Auch gestartet wurde am Freitag der Flying Laptop: "Für die
Studierenden und Promovierenden bietet das Projekt Flying Laptop eine
großartige Möglichkeit, die Theorie in die Praxis umzusetzen und
Projekterfahrung an einer realen Raumfahrtmission zu sammeln. Mehr als 150
studentische Arbeiten sowie mehr als 20 Doktorarbeiten sind bisher im Rahmen
dieses Projekts entstanden", berichtet Prof. Sabine Klinkner, Projektleiterin an
der Universität Stuttgart.
Denn der 110 Kilogramm schwere Kleinsatellit Flying Laptop wurde von
Doktoranden und Studierenden am dortigen Institut für Raumfahrtsysteme (IRS)
entwickelt und gebaut. Außerdem wurde im Rahmen der Satellitenentwicklung die
notwendige Infrastruktur für Bau, Qualifizierung und Betrieb von Kleinsatelliten
geschaffen. Neben einem großen Reinraum für die Integration von Satelliten,
einem Optiklabor und einer Thermal-Vakuumkammer wurde auch die Bodenstation mit
einem Kontrollsegment an der Stuttgarter Universität aufgebaut und eine
Satellitensimulationsumgebung entwickelt.

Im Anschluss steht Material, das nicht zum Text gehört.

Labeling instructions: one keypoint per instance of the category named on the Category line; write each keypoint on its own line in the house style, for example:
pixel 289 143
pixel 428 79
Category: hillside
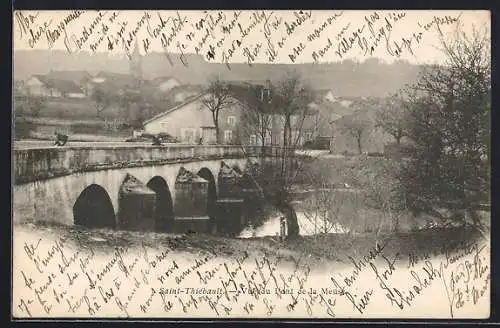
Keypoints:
pixel 346 79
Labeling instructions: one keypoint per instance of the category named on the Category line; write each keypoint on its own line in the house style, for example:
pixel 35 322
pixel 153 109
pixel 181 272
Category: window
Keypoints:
pixel 188 135
pixel 228 136
pixel 253 139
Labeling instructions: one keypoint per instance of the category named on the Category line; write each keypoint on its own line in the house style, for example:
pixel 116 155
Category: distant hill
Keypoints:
pixel 370 78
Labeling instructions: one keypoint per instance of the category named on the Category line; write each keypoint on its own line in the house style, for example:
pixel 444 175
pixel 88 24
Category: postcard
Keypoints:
pixel 286 164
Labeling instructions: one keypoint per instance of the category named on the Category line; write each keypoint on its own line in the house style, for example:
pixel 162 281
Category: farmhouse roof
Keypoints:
pixel 165 113
pixel 160 79
pixel 74 76
pixel 64 86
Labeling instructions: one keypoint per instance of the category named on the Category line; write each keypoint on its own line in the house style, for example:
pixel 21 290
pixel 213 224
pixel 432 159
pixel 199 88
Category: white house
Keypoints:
pixel 188 122
pixel 165 83
pixel 40 85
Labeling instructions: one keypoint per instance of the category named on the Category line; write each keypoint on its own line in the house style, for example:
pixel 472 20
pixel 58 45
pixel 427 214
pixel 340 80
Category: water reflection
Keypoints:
pixel 307 227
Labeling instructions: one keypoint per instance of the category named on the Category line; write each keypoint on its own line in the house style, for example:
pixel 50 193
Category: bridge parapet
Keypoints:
pixel 44 163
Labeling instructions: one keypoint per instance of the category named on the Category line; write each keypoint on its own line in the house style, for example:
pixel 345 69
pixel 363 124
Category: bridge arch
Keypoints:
pixel 206 174
pixel 236 167
pixel 164 210
pixel 93 208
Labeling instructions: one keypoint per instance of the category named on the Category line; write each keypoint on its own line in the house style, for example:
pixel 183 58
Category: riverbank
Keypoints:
pixel 324 247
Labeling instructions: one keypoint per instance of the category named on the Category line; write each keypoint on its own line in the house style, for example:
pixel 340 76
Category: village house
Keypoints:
pixel 80 78
pixel 45 86
pixel 192 122
pixel 164 83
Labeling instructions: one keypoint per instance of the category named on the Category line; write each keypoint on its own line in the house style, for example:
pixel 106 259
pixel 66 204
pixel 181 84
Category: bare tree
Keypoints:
pixel 392 117
pixel 256 118
pixel 448 172
pixel 291 99
pixel 218 98
pixel 101 101
pixel 356 126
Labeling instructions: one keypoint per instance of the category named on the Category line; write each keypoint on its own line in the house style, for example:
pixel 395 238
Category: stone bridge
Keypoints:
pixel 133 187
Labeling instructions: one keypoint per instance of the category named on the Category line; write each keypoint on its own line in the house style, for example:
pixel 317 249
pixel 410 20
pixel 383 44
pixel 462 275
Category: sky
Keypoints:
pixel 250 36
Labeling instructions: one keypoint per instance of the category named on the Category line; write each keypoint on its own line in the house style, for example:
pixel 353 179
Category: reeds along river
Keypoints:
pixel 339 210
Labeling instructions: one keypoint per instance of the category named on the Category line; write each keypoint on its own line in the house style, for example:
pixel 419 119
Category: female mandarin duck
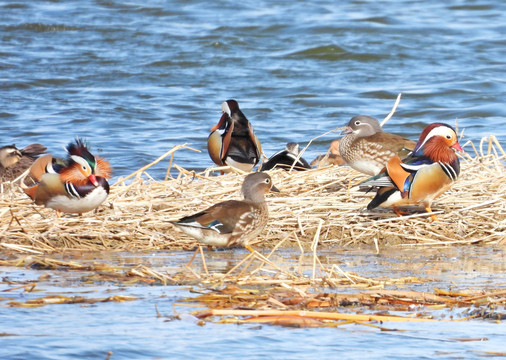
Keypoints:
pixel 14 161
pixel 232 222
pixel 284 159
pixel 75 185
pixel 367 148
pixel 232 141
pixel 425 174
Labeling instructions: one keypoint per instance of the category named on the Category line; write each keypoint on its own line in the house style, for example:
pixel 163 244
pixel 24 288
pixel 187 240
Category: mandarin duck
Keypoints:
pixel 232 141
pixel 284 159
pixel 367 148
pixel 421 177
pixel 14 162
pixel 332 157
pixel 75 185
pixel 233 222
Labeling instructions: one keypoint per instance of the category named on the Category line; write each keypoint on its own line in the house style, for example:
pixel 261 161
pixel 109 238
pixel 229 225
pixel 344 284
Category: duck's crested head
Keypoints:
pixel 363 125
pixel 256 185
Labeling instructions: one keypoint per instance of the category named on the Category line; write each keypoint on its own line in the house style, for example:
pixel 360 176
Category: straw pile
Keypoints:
pixel 315 208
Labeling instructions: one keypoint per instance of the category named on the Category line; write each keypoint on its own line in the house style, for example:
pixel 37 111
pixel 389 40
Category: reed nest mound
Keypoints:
pixel 320 206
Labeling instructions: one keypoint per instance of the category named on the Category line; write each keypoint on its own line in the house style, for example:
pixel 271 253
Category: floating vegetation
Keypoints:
pixel 260 291
pixel 319 207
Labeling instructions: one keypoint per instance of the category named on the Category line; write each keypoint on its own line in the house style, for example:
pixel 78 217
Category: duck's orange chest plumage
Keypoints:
pixel 425 174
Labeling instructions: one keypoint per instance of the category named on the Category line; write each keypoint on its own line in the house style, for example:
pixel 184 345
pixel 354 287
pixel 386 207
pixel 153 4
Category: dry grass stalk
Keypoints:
pixel 312 205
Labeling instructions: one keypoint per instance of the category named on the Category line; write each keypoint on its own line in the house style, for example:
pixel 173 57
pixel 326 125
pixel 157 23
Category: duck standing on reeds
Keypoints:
pixel 232 141
pixel 367 148
pixel 286 158
pixel 233 222
pixel 75 185
pixel 14 161
pixel 425 174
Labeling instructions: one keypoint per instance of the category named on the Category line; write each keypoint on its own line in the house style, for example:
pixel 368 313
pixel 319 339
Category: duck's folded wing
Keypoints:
pixel 221 217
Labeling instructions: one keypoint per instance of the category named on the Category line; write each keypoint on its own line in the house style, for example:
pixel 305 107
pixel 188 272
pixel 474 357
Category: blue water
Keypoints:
pixel 136 78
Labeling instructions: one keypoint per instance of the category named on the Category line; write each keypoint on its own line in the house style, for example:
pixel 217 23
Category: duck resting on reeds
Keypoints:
pixel 287 159
pixel 233 222
pixel 77 184
pixel 14 161
pixel 425 174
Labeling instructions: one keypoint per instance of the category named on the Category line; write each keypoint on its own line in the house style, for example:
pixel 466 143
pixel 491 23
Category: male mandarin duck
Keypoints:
pixel 421 177
pixel 232 222
pixel 14 161
pixel 332 157
pixel 367 148
pixel 75 185
pixel 284 159
pixel 232 141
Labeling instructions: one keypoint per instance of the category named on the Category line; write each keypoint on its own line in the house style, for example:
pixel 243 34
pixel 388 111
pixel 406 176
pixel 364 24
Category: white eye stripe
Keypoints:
pixel 225 108
pixel 80 161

Die Satellitenplattform selbst bildet den Hauptteil der Technologieerprobung
im All. Sie verfügt über ein System zur hochpräzisen Lageregelung und drei
Solarpaneele, die rund 270 Watt erzeugen. Zudem sind eine Reihe von innovativen
Systemen mit an Bord, die ebenfalls im Orbit erprobt werden sollen. Dazu zählen
ein innovativer Entfaltmechanismus für die Solarpaneelen, ein neuartiges
Bordrechnersystem sowie das Datenübertragungssystem OSIRIS, das über einen
infraroten Laserlink hohe Datenübertragungsgeschwindigkeiten unter Beweis
stellen soll.
In Zusammenarbeit mit der Firma TESAT wurde ein
Nutzlastdaten-Kommunikationssystem im S-Band-Frequenzbereich entwickelt.

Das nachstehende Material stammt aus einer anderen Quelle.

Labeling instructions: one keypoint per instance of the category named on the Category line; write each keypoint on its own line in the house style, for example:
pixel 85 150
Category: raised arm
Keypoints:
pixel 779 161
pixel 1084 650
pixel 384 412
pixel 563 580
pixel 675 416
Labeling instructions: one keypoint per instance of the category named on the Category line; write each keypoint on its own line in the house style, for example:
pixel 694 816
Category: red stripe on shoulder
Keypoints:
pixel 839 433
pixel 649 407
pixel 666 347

Außerdem ist in Kooperation mit Airbus Defence and Space in Friedrichshafen ein
innovatives Betriebs- und Sicherheitskonzept entstanden. Für das Missionsziel
Erderkundung wird darüber hinaus ein neuartiges Kamerasystem die Erde
multispektral und unter verschiedenen Winkeln beobachten. Mit den Aufnahmen wird
die Vegetation untersucht, um beispielsweise die Verbreitung von eingeschleppten
Pflanzenarten zu untersuchen.
Mit Hilfe des Automatic Identification System (AIS) Empfängers, der vom
DLR-Institut für Raumfahrtsysteme in Bremen zur Verfügung gestellt wurde, können
Signale von Schiffen empfangen werden. Neu ist die Kombination mit den vom
Satelliten aufgenommenen Bildern, da nun die reale Position der Schiffe mit den
empfangenen Signalen verglichen werden kann. In Zusammenarbeit mit der
Technischen Universität Dänemark (DTU) sollen zudem die Sternenkameras, die im
Satelliten verbaut sind, zur Suche von so genannten Near Earth Objects (NEOs)
eingesetzt werden. Dabei sollen die vom Boden aus kaum erkennbaren Asteroiden,
die sich innerhalb der Umlaufbahn der Erde befinden, aufgespürt werden.
Zum Abschluss der Flying Laptop Mission stellt ein De-Orbit-Mechanismus
sicher, dass der Satellit innerhalb von 25 Jahren in der Atmosphäre verglüht und
somit die Entstehung von zusätzlichem Weltraumschrott vermeidet.